第二百八十六話 伝説のパーティ
わたしたちはエスノザ先生の後ろ姿を追う。
ミレゥザは、夜になっても人の数が多い。その流れをかき分けながら、わたしたち三人は後をついていった。
「どこに行くんだろう」
わたしは二人に話しかける。
「さあ……。夕飯でも食べに行くんじゃないか?」
ミレゥザの大通りを人波に紛れながら、エスノザ先生を見失わないようにこそこそと追いかける。

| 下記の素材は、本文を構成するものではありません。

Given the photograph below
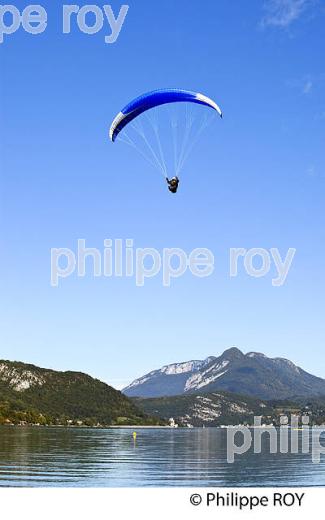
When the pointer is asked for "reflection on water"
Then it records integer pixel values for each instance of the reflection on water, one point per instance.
(41, 457)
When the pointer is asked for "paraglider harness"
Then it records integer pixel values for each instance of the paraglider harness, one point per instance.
(173, 184)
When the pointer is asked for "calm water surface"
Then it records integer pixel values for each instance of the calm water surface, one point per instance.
(41, 457)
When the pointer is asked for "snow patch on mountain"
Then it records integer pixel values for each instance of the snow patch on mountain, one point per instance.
(206, 377)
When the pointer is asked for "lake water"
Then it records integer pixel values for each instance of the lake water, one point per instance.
(40, 457)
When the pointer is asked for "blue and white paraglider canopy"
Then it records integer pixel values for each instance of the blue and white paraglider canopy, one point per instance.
(163, 126)
(155, 99)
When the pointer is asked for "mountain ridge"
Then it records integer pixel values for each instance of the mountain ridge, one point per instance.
(253, 374)
(35, 395)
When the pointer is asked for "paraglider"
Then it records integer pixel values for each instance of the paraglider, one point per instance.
(154, 153)
(173, 184)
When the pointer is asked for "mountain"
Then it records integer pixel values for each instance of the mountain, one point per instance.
(252, 374)
(224, 408)
(29, 394)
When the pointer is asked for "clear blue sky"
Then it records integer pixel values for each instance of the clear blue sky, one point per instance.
(263, 172)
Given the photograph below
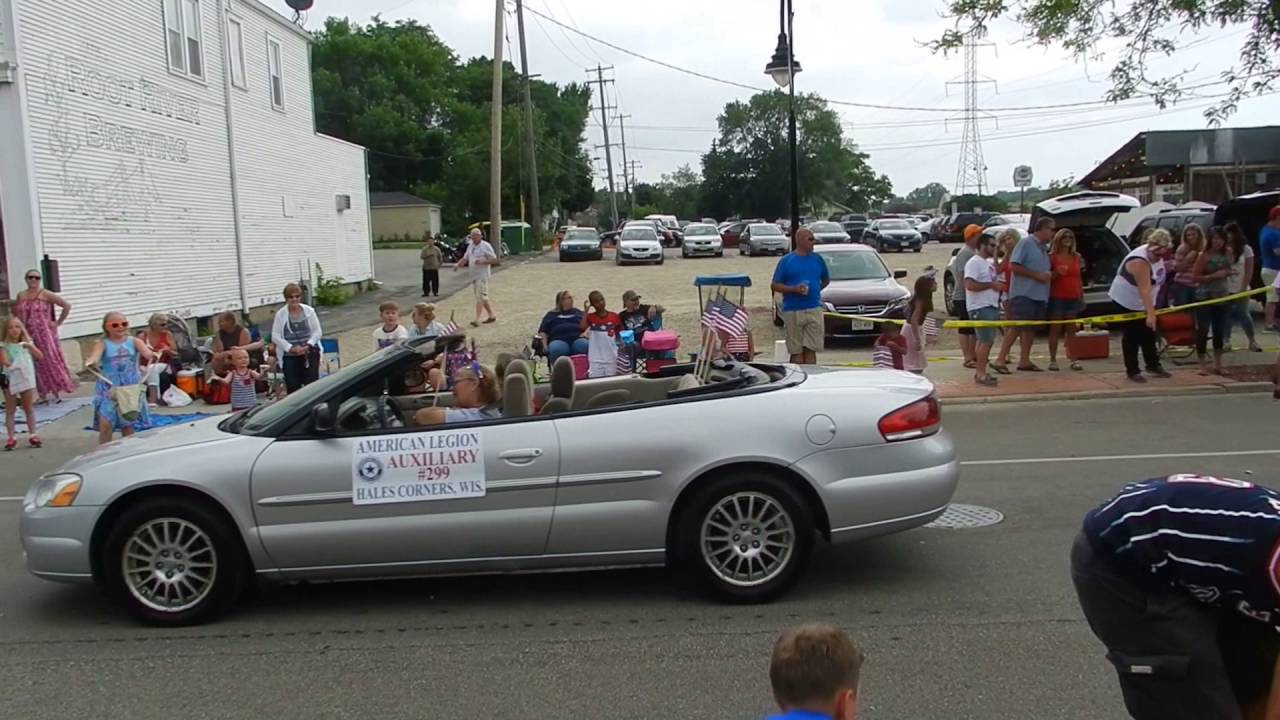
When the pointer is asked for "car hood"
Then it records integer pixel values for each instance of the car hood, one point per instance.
(1083, 209)
(187, 434)
(864, 292)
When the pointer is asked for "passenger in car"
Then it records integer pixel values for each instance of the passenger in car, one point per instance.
(475, 397)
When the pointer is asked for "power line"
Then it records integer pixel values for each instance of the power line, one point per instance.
(845, 103)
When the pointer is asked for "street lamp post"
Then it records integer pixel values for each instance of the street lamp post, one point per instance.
(782, 68)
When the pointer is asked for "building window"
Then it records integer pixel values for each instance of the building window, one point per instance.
(236, 51)
(275, 72)
(183, 39)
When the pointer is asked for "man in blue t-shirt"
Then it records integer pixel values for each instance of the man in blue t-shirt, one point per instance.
(799, 278)
(814, 673)
(1269, 255)
(1178, 578)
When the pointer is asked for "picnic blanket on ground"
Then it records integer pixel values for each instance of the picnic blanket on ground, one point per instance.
(167, 420)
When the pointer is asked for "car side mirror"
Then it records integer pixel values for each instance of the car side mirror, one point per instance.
(321, 418)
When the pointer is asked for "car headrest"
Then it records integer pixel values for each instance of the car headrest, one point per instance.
(562, 377)
(517, 397)
(556, 405)
(609, 397)
(499, 364)
(688, 382)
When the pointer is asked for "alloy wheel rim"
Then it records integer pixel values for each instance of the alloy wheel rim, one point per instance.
(169, 564)
(748, 538)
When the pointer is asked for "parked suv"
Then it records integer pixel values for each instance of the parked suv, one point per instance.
(952, 228)
(1173, 219)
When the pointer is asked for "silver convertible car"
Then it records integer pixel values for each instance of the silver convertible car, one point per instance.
(336, 482)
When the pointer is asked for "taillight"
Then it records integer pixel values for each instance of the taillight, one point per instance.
(918, 419)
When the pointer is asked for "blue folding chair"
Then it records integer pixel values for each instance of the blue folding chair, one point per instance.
(329, 356)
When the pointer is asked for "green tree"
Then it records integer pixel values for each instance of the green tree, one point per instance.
(748, 167)
(1148, 30)
(424, 115)
(928, 196)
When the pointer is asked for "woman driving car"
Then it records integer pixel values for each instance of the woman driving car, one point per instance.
(475, 397)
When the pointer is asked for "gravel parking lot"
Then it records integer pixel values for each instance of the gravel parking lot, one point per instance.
(522, 294)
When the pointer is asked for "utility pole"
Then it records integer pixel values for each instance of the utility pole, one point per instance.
(536, 213)
(626, 176)
(604, 126)
(632, 167)
(496, 135)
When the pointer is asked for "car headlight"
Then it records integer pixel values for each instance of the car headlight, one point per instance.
(54, 491)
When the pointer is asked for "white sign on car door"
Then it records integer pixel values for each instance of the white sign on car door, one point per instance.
(415, 468)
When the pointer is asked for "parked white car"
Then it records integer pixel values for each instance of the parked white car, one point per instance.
(702, 240)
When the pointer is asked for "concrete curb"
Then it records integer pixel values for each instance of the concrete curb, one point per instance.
(1183, 391)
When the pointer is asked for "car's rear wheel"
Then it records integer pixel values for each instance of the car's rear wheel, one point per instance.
(172, 561)
(745, 537)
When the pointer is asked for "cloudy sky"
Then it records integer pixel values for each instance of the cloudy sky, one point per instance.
(858, 51)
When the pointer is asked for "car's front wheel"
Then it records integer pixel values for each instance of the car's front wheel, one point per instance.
(745, 537)
(170, 561)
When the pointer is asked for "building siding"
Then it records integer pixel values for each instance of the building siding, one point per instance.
(129, 181)
(284, 168)
(406, 219)
(128, 162)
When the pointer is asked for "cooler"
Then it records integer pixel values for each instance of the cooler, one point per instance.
(1089, 345)
(659, 341)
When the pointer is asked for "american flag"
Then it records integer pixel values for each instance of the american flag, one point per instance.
(725, 317)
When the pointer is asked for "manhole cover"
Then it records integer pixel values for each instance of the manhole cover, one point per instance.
(960, 516)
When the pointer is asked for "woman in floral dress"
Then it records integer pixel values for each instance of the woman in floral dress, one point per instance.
(35, 309)
(117, 358)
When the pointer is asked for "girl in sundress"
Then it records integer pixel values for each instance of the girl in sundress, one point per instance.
(35, 309)
(17, 364)
(117, 358)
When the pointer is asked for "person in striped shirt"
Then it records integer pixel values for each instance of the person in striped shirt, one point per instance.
(1165, 572)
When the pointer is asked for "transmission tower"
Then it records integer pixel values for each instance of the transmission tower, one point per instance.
(972, 171)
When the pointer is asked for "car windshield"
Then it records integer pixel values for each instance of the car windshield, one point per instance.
(854, 265)
(265, 415)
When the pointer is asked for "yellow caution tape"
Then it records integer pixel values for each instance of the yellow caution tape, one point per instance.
(1095, 320)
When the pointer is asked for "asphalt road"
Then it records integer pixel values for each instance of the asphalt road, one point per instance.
(956, 624)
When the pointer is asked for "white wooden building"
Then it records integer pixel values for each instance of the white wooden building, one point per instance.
(164, 153)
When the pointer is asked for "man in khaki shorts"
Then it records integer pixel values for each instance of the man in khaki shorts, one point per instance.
(799, 278)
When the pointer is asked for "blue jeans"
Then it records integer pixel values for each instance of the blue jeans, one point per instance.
(558, 347)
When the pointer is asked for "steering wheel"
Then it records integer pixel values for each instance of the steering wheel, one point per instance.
(389, 414)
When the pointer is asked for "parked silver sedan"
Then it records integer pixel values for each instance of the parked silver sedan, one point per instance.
(337, 482)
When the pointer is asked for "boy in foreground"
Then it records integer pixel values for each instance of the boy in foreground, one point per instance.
(814, 674)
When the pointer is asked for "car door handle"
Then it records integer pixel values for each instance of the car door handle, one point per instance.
(522, 456)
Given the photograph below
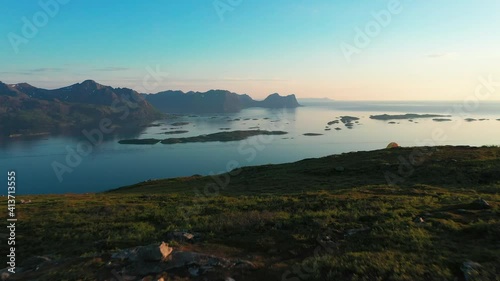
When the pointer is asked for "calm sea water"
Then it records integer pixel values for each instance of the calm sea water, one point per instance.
(111, 165)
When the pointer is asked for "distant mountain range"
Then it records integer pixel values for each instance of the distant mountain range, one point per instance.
(214, 101)
(25, 109)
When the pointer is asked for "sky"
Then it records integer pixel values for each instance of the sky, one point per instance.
(343, 50)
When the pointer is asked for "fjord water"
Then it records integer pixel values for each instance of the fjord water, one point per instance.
(111, 165)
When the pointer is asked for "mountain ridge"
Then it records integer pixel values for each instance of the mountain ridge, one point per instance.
(28, 110)
(215, 101)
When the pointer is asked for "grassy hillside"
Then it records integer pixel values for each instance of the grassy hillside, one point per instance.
(332, 218)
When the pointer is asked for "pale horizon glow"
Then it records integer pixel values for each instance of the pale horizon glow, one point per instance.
(425, 51)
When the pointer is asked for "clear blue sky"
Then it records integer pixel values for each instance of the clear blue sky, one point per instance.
(427, 50)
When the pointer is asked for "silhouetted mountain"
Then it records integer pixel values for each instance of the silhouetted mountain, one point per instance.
(214, 101)
(25, 109)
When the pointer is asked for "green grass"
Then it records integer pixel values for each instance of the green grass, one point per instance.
(281, 215)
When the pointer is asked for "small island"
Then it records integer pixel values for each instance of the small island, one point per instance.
(177, 124)
(175, 132)
(312, 134)
(386, 117)
(222, 136)
(140, 141)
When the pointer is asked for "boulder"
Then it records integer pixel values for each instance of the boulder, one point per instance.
(339, 169)
(183, 259)
(148, 253)
(181, 236)
(392, 145)
(419, 220)
(481, 204)
(471, 270)
(354, 231)
(34, 263)
(154, 252)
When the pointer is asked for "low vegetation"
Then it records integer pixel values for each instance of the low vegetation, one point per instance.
(356, 216)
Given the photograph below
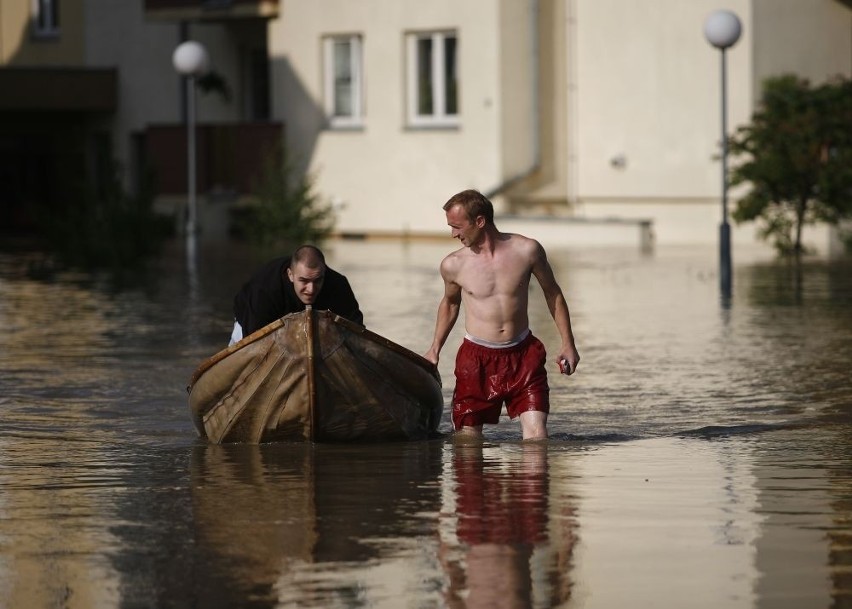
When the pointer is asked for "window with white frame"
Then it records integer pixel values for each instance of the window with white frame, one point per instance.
(45, 17)
(343, 81)
(433, 90)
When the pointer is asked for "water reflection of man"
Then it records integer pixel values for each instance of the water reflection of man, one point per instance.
(286, 285)
(502, 521)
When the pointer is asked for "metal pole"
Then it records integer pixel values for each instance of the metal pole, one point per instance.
(190, 144)
(725, 274)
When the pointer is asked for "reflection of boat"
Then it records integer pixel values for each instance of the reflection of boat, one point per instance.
(315, 376)
(296, 525)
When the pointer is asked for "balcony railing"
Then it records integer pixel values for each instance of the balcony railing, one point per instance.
(229, 157)
(200, 10)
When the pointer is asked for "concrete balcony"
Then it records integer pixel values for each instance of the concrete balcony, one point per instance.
(210, 10)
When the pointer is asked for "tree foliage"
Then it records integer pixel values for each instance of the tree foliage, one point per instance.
(797, 159)
(285, 211)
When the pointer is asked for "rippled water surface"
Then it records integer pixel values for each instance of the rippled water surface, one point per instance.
(700, 457)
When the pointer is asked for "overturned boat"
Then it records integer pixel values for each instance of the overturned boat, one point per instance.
(315, 376)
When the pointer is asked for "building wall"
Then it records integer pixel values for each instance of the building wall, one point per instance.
(388, 177)
(18, 46)
(119, 35)
(518, 66)
(649, 93)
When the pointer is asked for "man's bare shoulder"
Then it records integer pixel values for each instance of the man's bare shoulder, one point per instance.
(452, 262)
(522, 245)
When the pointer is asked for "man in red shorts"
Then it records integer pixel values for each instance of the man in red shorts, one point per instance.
(499, 360)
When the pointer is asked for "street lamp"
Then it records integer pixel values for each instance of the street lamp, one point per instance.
(190, 59)
(722, 29)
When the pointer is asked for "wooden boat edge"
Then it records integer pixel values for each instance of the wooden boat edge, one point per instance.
(337, 319)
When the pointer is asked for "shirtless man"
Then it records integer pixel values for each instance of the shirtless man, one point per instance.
(499, 360)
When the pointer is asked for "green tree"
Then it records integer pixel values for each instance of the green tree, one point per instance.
(285, 211)
(797, 159)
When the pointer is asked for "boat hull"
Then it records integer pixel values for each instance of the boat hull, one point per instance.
(315, 376)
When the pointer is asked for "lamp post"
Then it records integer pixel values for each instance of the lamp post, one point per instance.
(722, 29)
(190, 59)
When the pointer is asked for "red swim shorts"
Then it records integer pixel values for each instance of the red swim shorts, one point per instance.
(486, 378)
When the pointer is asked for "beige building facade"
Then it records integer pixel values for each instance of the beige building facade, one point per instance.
(586, 109)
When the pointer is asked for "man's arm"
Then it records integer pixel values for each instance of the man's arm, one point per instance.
(448, 313)
(558, 310)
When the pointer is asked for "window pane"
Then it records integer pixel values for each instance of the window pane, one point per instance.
(342, 78)
(47, 18)
(450, 77)
(425, 103)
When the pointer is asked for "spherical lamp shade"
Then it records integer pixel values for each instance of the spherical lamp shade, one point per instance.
(722, 29)
(191, 59)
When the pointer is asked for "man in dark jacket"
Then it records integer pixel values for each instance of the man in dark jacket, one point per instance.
(285, 285)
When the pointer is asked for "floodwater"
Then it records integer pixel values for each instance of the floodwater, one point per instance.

「エスノザ先生は、ヒネック先生の後を追っているんじゃないかしら」
そんな話をしているうちに、エスノザ先生はある建物に入っていく。
それは、昼、わたしたちが訪れた冒険者ギルドだった。
◆
わたしたちは先生の後を追って、ギルドの中に入る。
「どこかな、先生」
わたしはギルド内を見回す。
「あっ、いた」
エスノザ先生は二階への階段を上がるところだった。
わたしたちが二階へ上がると、酒場の椅子に座ろうとしているエスノザ先生が見えた。
そして、そのテーブルの向かいには、ヒネック先生が座っていた。
エスノザ先生の姿を見上げ、ヒネック先生が言う。
「なぜ、後をついてくる?」
「別についてきたわけじゃない。たまたま、お前が私の行く先にいただけだ」
エスノザ先生はそう言うと、ウェイトレスにエールを頼む。
ヒネック先生は、気に入らなそうにそっぽを向く。
わたしたちは階段の途中から頭だけを出して、そっと様子を窺う。
「二人とも、無言で飲んでるね……」
わたしはささやく。
「ヒネック! エスノザ!」
そう声をかけたのは、ギルドマスターのブルーノだ。
二人のテーブルへやって来ると、
「迷宮から戻ったんだな」
と言いながら、空いていた席につく。
「二人と酒を飲むのは久しぶりだ!」
ブルーノはそう言って、自分のジョッキをあおる。
「そうだな」
エスノザ先生が答えた。
「私ももう年だから、あまり飲まないようにしている」
「何を言う。まだまだ若いじゃないか。ヒネック、お前さんはどうだ?」
ヒネック先生は顔を上げ、眉間にしわを寄せて答える。
「俺はいつでも酔っているようなものだ」
「まったく……。この二人は昔からこうなんだからなぁ」
ブルーノは嬉しそうに笑う。
「あの頃はいつも先を行かれて悔しかったが、今思えば、それがお前たちのパーティでよかったよ」
懐かしそうに二人を見る。
「とにかく、十数年ぶりだ。今日はとことん飲むぞ!」
ブルーノがジョッキを掲げ、高らかに言う。
「かつての好敵手たちの再会に乾杯!」
そして三人はジョッキを合わせた。
と、別のテーブルの冒険者たちの声が耳に入る。
「エスノザ?」
「なに? あのエスノザ? 冗談だろ」
「いや、どうも本物らしい。……なんてこった、ヒネックもいるぞ」
「エスノザとヒネック! 何だって伝説のパーティの二人がここに帰ってきたんだ?」
わたしは先生たちに目を向けながら、その話し声に聞き入る。
「何だ? ヒネックとエスノザって。有名なのか?」
一人の冒険者が訊ねる。
「知らないのか? 迷宮の到達記録保持者だよ!」
「到達記録って……あの二人がか?」
「そうだ。もう十年以上も前の記録だが……未だに破られていない」
「そりゃすげえ、あの迷宮をたった二人で!」
「いや、それがな……」
冒険者は、声を一段低くして話す。わたしは耳に全神経を集中する。
「……パーティの一人が帰ってこなかったんだ。たしか、エリスって女だ」
「なんだって」
冒険者の一人が驚いた声を上げると、
「しぃーっ!」
と、もう一人の冒険者が注意する。冒険者たちはさらに声を落として話す。
「……死んだのか?」
「ああ。迷宮から戻ったのはヒネックとエスノザだけ。女は死んだ……それで、否応なく、そのパーティは伝説になったっていうわけさ」
聞いていた冒険者は、小さく口笛を吹く。
わたしはなんだかやるせない気持ちになった。